The next day, the U.S. Bureau of Land Management – which holds the expired mining leases being considered for renewal – announced that it has the legal authority [PDF] to deny the leases pending the results of a public environmental analysis, which will use the best science available to determine if the Boundary Waters watershed is the right place for mining. It’s heartening to know the Obama administration is committed to a rigorous study of the merits and risks presented by proposed mining. Following the proper process is important, and the mining leases have never before been subjected to environmental analysis.
These are important steps forward, but there is a lot more work to do. The Campaign to Save the Boundary Waters is leading a major effort to bring together a broad and diverse coalition – including businesses, sportsmen, environmentalists, veterans and more – of individuals and groups in favor of keeping the wilderness pristine for our children to enjoy and so our economy can continue to thrive. Please consider joining the campaign by visiting their website and signing your name to the list of thousands of people from across Minnesota and around the world who love the Boundary Waters. When the time comes to advocate for protection as the government reviews the leases, the campaign will need your voice.

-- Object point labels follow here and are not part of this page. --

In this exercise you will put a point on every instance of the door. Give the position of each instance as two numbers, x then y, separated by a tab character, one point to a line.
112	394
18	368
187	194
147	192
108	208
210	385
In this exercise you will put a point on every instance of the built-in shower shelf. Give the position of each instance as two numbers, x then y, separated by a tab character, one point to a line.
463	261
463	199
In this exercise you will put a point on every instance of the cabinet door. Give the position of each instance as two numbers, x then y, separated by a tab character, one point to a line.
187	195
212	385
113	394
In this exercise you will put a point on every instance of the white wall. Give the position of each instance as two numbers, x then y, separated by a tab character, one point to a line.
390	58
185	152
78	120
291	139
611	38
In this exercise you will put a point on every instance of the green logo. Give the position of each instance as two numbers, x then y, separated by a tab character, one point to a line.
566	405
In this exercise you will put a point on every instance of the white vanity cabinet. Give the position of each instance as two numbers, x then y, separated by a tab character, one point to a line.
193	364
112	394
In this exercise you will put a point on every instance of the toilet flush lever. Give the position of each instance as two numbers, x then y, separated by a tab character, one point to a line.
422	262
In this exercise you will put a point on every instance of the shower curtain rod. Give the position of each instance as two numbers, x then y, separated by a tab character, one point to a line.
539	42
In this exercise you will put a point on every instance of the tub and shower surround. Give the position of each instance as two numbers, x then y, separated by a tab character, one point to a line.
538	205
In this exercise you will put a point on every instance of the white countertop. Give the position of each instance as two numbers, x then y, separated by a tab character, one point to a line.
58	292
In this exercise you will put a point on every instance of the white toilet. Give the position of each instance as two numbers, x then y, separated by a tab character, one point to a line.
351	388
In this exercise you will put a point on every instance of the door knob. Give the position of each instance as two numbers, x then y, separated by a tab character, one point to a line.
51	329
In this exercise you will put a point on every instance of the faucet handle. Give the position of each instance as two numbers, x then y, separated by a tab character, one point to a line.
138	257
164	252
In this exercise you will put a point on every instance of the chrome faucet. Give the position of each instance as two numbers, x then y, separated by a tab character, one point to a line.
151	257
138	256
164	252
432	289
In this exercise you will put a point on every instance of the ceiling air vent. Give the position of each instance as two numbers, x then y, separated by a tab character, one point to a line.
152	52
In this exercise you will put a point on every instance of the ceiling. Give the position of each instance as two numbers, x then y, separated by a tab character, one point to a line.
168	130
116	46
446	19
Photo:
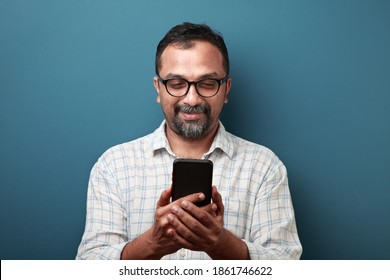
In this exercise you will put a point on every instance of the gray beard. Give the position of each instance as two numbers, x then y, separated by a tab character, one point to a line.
192	130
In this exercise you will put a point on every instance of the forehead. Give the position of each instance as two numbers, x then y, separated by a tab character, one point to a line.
200	58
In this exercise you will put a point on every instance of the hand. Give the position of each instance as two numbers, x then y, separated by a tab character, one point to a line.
198	229
162	234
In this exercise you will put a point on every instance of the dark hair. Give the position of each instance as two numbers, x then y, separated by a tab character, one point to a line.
184	35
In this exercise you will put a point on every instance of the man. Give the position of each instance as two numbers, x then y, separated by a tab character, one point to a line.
129	210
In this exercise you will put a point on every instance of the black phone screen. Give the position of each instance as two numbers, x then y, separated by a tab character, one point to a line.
192	176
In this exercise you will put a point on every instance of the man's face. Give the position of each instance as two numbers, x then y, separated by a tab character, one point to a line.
192	116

A unique place that should be untouchable
And now more than ever, the vast community of people from across the United States who have visited the Boundary Waters need to make their voices heard as well. The Boundary Waters is a unique national treasure unlike anything else in the world. It should be counted among other untouchable places that hold the power to change lives in a single night spent under the stars – and it should be protected.
I listed many positive traits shared by Minnesotans above. But perhaps more than anything else, Minnesota is a state that looks forward, not back – where Ely and many other communities throughout the state provide the vision of a new economic model that can sustain us for the future. The Boundary Waters plays a huge role in making the North everything we’re proud of – a place for prosperity, family, balance and a world-class culture rooted deeply in the outdoors.
Don’t take the lakes for granted. Without the Boundary Waters, we’re just flyover country.
Adam Fetcher, of Minneapolis, is the director of global PR & communications for Patagonia and a board member of the Boundary Waters Trust. Previously, Adam was deputy national press secretary for President Barack Obama’s re-election campaign and served in the Obama administration.